Responding to a June 2015 complaint by campaign group Privacy International, the tribunal said the secret intelligence agencies had breached the ECHR for years because of the way they gathered bulk communications data (BCD) and bulk personal data (BPD).
The bulk communications data at issue included who contacted whom, when, where and with what equipment, who paid for the call, and how much they paid.
“Just about the only information not included is the content of communications,” the tribunal said in its ruling. Legally collecting that content would have required an interception warrant.
In principle, the government may allow the intelligence agencies to collect communications data from network operators under a 1984 law, the tribunal ruled.

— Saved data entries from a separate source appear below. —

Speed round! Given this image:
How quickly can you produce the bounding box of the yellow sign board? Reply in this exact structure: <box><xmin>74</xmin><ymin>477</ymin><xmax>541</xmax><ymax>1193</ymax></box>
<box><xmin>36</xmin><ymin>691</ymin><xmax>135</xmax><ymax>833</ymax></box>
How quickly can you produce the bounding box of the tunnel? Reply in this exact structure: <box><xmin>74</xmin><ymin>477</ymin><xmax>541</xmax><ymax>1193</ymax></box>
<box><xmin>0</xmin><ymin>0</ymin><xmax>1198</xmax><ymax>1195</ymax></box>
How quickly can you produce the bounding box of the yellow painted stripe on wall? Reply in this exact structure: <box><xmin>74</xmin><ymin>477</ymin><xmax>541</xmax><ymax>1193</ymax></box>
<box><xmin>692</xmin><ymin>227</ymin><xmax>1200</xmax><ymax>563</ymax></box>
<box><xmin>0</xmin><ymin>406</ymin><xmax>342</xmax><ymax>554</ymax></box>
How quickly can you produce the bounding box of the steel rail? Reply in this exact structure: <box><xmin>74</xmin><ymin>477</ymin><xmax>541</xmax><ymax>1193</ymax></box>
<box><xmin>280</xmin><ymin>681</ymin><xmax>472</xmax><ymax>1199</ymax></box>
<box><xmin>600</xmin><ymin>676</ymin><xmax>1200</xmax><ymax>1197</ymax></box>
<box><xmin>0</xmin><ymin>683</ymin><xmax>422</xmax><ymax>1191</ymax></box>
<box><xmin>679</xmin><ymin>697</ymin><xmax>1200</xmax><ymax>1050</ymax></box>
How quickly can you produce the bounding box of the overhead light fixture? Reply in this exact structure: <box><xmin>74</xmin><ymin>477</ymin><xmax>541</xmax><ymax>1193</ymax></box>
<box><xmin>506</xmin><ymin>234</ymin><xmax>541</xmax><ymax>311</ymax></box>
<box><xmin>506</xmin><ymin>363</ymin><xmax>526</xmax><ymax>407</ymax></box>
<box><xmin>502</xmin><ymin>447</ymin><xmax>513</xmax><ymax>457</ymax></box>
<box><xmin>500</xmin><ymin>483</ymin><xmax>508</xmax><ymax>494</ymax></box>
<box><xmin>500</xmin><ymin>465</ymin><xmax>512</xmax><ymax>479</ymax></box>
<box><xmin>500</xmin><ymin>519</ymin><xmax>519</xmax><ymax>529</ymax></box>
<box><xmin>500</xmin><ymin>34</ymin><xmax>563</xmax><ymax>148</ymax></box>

However, whether that collection was necessary and proportional is another matter: When the 1984 law was drafted, the tribunal noted, there were no mobile phones and no public internet. Subscriber information was for the most part published in printed directories, so all that network operators could have offered the Security Service and the then officially non-existent Government Communications Headquarters (GCHQ) was subscriber information for unlisted numbers, and call records, the tribunal noted.
The agencies also gathered bulk personal data, including passport databases, telephone directories, and banking records — even though, the spy agencies acknowledged in a court filing, the majority of the people affected are unlikely to be of intelligence interest.
Rules for collection of bulk personal data are not defined in legislation, the tribunal noted. The bulk data gathering remained secret until March 2015, while the collection of bulk communication data was only admitted by the U.K. government in November 2015.
While it remained a secret, the collection of both types of data was in breach of the ECHR. After the government admitted what it was doing, and set out oversight rules and a code of practice for the data collection, it became “foreseeable,” and so legal, as the citizens being spied on could foresee the consequences of their actions, the tribunal ruled.
Following the ruling, Privacy International legal officer Millie Graham Wood said the use of bulk communications data poses huge risks.
“It is unacceptable that it is only through litigation by a charity that we have learned the extent of these powers and how they are used,” she said. She called for public confirmation that unlawfully obtained personal data will be destroyed.